Che botta le tre richieste della cinese Dongfeng al premier Meloni

Ippolito Visconti Autore News Auto
La società controllata dallo Stato e dal Partito Comunista è molto esigente.
dongfeng

Alla fine, nelle mille trattative fra governo italiano e Case auto cinesi, ecco spuntare la Dongfeng, controllata dallo Stato e dal Partito Comunista. Il costruttore fa però tre richieste pesantissime al premier Meloni, dice il Corriere. Sulla scorta di queste condizioni richieste, di certo l’Italia si alzerà dal tavolo dicendo no.

Uno: zero extra dazi

Per iniziare, la cinese Dongfeng esige che il governo italiano si metta contro la Commissione Ue e dica no agli extra dazi europei sulle macchine elettriche importate da oltre la Grande Muraglia. Gli Stati voteranno fra poco, e Pechino desidera che le Case continuino a risultare ultra competitive nel Vecchio Continente, con prezzi bassissimi. Tali da devastare la concorrenza dei costruttori tradizionali. La Cina fa pressione pure sulla Germania: o dici no ai dazi, o io piazzo tasse sui tuoi prodotti e sulle vetture premium che vendi da noi.

Due: Huawei regina

La società di Wuhan (sì, quella dei pipistrelli e del coronavirus) pone il secondo paletto: la cinese Huawei (colosso tecnologico) dov’essere assoluta protagonista dello sviluppo delle telecomunicazioni italiane. Proprio quel gigante che Washington e Bruxelles non vogliono sentir nominare, in quanto avrebbe stretti legami con il Partito Comunista Cinese.

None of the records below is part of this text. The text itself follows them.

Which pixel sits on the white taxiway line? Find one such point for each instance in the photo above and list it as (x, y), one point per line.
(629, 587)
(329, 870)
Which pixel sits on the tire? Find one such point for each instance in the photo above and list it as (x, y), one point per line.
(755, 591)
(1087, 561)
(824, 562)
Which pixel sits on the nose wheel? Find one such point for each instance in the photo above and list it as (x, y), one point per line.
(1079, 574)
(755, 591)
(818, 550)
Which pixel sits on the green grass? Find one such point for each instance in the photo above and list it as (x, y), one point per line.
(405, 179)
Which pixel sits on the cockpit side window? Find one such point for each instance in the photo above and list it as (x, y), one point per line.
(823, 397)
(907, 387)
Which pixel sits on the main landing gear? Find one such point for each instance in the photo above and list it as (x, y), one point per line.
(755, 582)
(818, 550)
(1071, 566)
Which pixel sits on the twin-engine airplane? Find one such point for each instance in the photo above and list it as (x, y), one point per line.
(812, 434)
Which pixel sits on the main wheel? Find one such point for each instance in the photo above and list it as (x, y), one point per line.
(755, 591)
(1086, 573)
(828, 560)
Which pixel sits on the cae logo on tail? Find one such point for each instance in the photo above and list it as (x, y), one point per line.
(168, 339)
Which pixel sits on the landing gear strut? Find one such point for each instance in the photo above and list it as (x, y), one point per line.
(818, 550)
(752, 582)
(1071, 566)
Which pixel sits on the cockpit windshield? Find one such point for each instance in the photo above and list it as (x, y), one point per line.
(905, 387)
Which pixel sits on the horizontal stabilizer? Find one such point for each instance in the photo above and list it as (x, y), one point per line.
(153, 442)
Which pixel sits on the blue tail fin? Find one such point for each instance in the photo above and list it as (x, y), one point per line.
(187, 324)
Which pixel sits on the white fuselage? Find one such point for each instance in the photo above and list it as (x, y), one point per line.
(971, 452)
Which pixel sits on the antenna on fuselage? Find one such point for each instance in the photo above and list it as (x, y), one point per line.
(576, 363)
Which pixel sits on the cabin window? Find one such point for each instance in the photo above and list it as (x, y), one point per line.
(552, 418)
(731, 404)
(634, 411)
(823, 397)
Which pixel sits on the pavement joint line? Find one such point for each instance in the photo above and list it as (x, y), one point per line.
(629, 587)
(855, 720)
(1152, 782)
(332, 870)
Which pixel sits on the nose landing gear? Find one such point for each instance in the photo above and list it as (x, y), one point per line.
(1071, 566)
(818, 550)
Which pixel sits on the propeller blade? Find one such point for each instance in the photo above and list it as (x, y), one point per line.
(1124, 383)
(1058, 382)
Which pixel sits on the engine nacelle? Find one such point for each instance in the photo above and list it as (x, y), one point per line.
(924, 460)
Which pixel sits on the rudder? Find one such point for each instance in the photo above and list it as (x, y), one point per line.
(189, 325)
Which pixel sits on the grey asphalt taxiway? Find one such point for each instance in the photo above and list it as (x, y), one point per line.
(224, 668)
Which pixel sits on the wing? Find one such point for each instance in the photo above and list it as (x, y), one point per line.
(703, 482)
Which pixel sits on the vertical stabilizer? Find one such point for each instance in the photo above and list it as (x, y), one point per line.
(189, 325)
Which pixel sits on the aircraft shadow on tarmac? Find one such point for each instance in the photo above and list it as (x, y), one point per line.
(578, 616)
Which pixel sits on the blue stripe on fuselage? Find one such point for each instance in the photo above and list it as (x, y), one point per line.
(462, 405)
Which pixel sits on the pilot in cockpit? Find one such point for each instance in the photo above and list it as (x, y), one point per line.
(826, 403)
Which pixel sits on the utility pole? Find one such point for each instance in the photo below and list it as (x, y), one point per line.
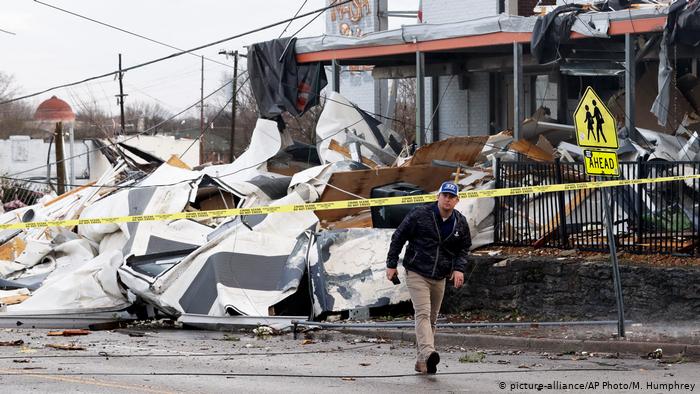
(234, 99)
(232, 154)
(60, 164)
(120, 97)
(202, 156)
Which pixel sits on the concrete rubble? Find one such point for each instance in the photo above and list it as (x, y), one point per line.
(262, 265)
(235, 266)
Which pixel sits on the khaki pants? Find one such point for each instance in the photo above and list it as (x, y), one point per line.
(426, 295)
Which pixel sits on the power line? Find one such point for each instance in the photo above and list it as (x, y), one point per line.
(290, 22)
(130, 138)
(125, 31)
(174, 55)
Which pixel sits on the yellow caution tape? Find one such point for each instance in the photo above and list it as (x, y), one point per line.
(325, 206)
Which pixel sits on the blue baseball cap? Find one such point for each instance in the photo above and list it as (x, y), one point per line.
(449, 187)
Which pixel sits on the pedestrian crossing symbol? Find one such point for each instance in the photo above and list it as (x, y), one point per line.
(601, 163)
(594, 124)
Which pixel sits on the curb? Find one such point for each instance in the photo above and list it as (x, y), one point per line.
(536, 344)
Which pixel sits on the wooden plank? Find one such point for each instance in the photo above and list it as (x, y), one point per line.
(347, 185)
(531, 150)
(463, 150)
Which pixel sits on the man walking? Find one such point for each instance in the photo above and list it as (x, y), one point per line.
(438, 244)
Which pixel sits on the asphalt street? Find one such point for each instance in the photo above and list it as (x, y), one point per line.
(172, 360)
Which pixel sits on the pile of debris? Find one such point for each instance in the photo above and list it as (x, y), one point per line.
(244, 265)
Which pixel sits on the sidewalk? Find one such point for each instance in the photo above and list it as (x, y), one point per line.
(677, 338)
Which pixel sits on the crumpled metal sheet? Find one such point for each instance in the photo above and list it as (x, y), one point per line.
(348, 271)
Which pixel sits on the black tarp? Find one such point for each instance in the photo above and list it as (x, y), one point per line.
(684, 23)
(279, 83)
(551, 30)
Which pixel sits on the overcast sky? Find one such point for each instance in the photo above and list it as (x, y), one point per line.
(51, 47)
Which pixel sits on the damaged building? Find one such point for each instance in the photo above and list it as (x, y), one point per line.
(475, 82)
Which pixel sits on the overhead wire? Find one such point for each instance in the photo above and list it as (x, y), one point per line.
(129, 138)
(174, 55)
(290, 22)
(127, 31)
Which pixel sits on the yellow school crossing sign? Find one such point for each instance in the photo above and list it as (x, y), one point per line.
(601, 162)
(594, 124)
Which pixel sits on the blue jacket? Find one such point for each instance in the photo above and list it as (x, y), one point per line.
(428, 254)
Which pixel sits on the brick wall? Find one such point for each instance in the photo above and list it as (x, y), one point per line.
(461, 112)
(446, 11)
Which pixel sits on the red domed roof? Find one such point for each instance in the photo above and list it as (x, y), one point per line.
(54, 110)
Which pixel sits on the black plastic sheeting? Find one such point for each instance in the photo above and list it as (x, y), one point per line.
(551, 30)
(280, 84)
(683, 24)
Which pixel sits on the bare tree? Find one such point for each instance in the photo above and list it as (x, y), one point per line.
(405, 118)
(142, 116)
(14, 116)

Tre: la mappa della tecnologia 

Ultimo ma non ultimo, Dongfeng vuole la mappatura della futura tecnologia in Italia per capire come cooperare nel modo migliore. O almeno così dice.

dongfeng

Stile DR

Comunque, Dongfeng vuole imitare l’italiana DR. Questa importa pezzi cinesi e li mette assieme in Italia (riscuotendo grande successo a livello di vendite, per i prezzi bassi). La Casa orientale vuole aprire centri di assemblaggio dei propri componenti fatti in Cina.

Palla al governo

Vedremo se e quando il governo italiano risponderà. Cerca di arrivare a 1,4 milioni di mezzi fatti in Italia, per tutelare l’occupazione automotive diretta e dell’indotto. La Cina, forte, ricca, aggressiva, tecnologicamente avanzata, serve come l’ossigeno. Posto che l’attuale esecutivo non ha colpe, avendo ereditato una situazione di crisi gravissima, non gli sta riuscendo nessuna mossa: è perdente anche in Ue contro la Germania sul ban termico 2035. Per l’auto in Italia erano, sono e saranno dolori.

L’Italia può fare poco

Lo strapotere politico ed economico della Cina è tale che l’Unione europea, spaventata e intimorita, s’è suicidata: bando termico 2035; distruzione dell’industria di auto a benzina e diesel in cui il Vecchio Continente dava lezioni a tutti; dipendenza totale verso la tecnologia elettrica del Dragone, le sue batterie per il full electric, le miniere di litio e cobalto controllate da Pechino nel mondo. Un processo di distruzione a oggi irreversibile, considerando che, pure dopo il voto “contro” dei cittadini Ue, la politica prosegue imperterrita sulla strada dell’eutanasia automotive senza consenso. In simile contesto, pare arduo che il governo italiano, debolissimo in Europa, possa mutare l’inerzia e ribaltare la partita da solo. Con la Verde Berlino impantanatasi nel suo ecologismo di facciata molto ipocrita: davvero pensano che le batterie da produrre e smaltire siano green?